Let’s remind ourselves that we chose certain default values for the input variables. In this case, we are plotting the results for a sample size of 300. If we wanted to see the results for a different sample size, or across all sample sizes, we could change the selection in the “Focus Variables” tab. We can always access the specified default values in the dropdown menu “Default value overview”:

Line/Dotplot

In this tab, we can plot the summarized data across the different levels of focus variables. It also allows us to change the linetype/shapetype depending on other variables in the dataset. Let’s create the following plot:

On the y-axis, we get the different success probabilities.

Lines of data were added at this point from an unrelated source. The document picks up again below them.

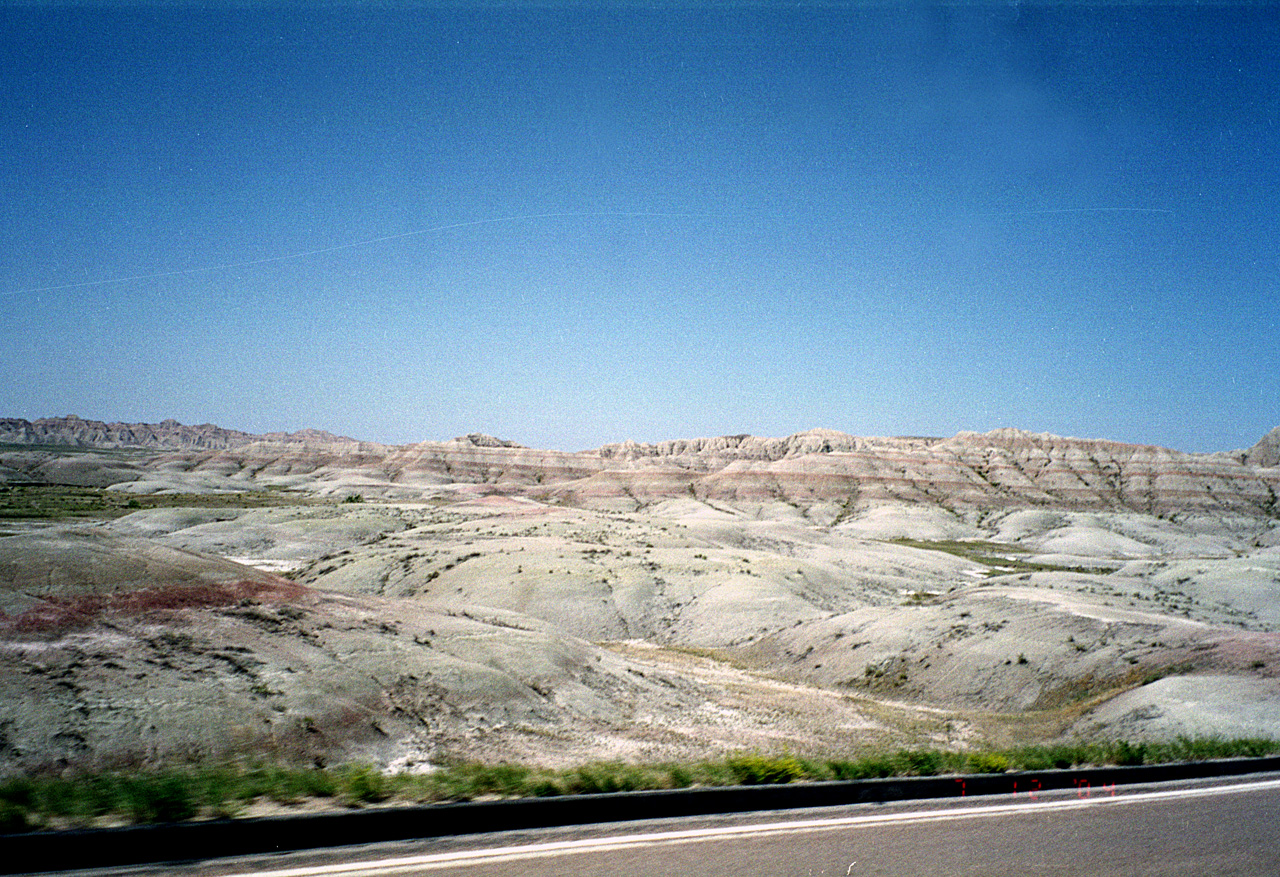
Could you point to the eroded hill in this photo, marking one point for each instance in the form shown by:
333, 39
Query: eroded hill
483, 599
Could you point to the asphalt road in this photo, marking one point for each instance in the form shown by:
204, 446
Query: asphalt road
1187, 828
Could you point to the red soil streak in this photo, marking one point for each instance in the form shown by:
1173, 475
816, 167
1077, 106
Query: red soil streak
58, 613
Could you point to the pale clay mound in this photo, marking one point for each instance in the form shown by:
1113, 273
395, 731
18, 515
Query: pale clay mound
716, 595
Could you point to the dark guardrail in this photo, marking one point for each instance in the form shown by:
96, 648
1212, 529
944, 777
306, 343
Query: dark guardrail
188, 841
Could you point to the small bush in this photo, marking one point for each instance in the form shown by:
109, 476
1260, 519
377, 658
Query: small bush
988, 762
365, 785
759, 770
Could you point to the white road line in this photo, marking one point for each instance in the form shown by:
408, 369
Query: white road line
499, 854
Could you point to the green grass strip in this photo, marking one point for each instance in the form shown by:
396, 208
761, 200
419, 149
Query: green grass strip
31, 803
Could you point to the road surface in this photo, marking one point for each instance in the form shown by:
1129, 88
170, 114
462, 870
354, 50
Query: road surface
1188, 828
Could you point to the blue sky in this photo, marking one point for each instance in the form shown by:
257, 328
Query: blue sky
568, 224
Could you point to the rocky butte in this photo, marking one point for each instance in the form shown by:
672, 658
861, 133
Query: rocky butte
195, 592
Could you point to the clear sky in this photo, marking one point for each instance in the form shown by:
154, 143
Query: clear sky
575, 223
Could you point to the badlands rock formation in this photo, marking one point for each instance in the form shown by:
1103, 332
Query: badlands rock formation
812, 593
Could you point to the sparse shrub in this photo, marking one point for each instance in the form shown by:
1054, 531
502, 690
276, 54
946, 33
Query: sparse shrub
919, 762
758, 770
160, 798
1130, 754
365, 785
987, 762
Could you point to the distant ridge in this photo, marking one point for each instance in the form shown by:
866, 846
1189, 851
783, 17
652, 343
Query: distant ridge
167, 435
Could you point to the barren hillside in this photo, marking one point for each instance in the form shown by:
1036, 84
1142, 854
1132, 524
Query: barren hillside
192, 592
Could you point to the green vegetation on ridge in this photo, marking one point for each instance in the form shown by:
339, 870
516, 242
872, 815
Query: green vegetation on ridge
224, 791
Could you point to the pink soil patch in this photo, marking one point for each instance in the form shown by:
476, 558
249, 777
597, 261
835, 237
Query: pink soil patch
62, 613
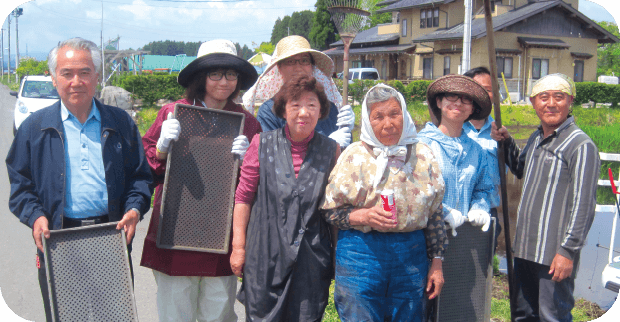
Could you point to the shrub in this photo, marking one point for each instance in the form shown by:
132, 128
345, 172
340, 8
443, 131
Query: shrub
416, 90
150, 88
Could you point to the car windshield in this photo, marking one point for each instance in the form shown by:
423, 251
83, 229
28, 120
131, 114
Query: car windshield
369, 75
39, 89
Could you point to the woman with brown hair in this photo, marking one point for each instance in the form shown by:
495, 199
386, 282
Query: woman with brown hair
196, 285
281, 244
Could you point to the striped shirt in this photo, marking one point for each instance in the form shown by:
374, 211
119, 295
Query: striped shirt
559, 192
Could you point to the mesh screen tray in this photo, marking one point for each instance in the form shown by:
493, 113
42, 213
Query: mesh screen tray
88, 275
468, 275
201, 175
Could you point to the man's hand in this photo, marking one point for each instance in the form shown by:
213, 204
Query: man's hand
499, 134
561, 268
435, 279
129, 222
237, 261
41, 225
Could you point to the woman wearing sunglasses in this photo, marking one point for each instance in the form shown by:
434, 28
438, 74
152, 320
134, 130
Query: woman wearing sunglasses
196, 286
454, 100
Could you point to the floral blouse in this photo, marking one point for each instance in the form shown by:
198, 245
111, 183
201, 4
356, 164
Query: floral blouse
418, 192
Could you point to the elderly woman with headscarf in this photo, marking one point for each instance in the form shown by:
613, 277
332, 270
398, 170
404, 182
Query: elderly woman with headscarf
292, 57
281, 244
454, 100
382, 263
196, 285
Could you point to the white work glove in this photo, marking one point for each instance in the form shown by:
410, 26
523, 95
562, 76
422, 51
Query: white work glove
240, 146
170, 130
342, 136
479, 217
346, 117
454, 219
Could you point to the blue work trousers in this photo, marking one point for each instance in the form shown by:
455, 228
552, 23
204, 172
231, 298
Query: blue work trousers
380, 276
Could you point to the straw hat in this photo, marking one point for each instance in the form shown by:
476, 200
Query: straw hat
460, 84
216, 54
293, 45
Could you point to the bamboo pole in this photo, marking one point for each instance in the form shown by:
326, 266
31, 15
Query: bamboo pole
500, 158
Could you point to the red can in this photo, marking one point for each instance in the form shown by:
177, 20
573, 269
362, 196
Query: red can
388, 203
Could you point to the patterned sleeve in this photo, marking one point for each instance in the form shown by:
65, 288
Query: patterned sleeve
435, 231
341, 193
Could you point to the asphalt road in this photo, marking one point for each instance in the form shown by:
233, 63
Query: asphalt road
18, 273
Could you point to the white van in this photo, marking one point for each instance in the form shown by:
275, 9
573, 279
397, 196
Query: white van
363, 73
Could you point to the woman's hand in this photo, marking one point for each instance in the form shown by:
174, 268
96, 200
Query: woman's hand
374, 217
237, 260
435, 279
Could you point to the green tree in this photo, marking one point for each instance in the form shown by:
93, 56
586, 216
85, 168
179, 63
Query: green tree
608, 54
323, 30
264, 47
301, 23
30, 66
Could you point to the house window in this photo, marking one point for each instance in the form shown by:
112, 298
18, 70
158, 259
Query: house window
504, 65
427, 64
429, 18
578, 71
540, 68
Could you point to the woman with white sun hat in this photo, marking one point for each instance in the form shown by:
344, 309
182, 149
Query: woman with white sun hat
292, 57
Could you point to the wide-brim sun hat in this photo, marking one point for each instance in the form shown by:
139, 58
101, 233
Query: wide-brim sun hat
293, 45
219, 53
460, 84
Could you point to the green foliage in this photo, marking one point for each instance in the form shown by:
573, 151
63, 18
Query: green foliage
30, 66
150, 88
608, 54
416, 90
323, 30
244, 52
264, 47
145, 118
397, 85
172, 48
597, 93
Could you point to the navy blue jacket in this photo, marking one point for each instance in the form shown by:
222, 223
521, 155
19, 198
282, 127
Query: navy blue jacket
36, 166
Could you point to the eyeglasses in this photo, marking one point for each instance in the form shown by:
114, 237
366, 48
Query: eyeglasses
454, 97
230, 75
303, 62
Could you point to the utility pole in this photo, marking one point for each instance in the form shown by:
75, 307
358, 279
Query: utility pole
9, 64
17, 12
467, 38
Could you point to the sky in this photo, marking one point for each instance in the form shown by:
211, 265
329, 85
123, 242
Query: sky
138, 22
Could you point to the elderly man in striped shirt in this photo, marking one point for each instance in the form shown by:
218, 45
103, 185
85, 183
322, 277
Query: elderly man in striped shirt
561, 165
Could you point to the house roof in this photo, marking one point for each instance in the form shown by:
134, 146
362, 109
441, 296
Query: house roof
542, 42
386, 49
478, 26
369, 36
405, 4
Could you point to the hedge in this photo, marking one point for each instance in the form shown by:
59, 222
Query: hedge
150, 88
597, 93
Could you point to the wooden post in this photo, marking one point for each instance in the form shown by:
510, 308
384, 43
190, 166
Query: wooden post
500, 158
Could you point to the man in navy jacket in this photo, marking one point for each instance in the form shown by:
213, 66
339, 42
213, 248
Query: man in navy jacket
77, 162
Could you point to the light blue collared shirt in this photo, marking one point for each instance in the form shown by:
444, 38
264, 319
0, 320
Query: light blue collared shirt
86, 191
483, 138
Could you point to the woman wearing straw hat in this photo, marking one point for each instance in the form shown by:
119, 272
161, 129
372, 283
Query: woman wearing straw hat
281, 244
382, 262
196, 285
454, 100
293, 56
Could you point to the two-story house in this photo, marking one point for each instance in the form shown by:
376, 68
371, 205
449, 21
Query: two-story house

In red, we see the probability that either of the two treatments is declared effective, in green we see the probability that treatment 1 is declared effective and in blue the probability that treatment 2 is declared effective. The columns represent the different response profiles similar to what we saw in the scatterplot, the x-axis corresponds to final sample size. In the third column, the green line is perfectly overlaying the red line. It appears that the success probability for the first treatment is greater in the third column than in the first column, likely because the ineffective treatment was stopped early for futility at interim and the sample size was re-allocated between control and treatment 1.

Per dose graphs

If we want to create graphs by dose, we firstly need to revisit the data tab and pivot longer on treatment. In this instance, we know that we had three treatments (control, active 1 and active 2). We can achieve this using these settings:

Importantly, we need to let AIRSHIP finish the data processing steps (as indicated by the busy spinner in the rop right corner and the red horizontal bar in the top) before we proceed. Failure to wait might results in AIRSHIP crashing. After we are finished, we see a new column has appeared in the dataset:

Using this new column allows us to create the following graph:

On the x-axis we can see trial duration, on the y-axis the observed mean respone, color codes the three arms (control in red), the columns correspond to the respone profiles and the rows to the trial outcomes (see previous scatterplot tab for an explanation). We can see that there are only few points in the first column and third row - we make very few type II errors in this case. When they happen, there is no clear separation between the observed treatment effects of the three arms. Another thing we can easily see is that in the null case most stops for early futility are a result of the observed treatment effect of the control arm being above those of the treatment arms. Both of these findings were expected, but it is still good to convince oneself that the simulations are doing the right thing.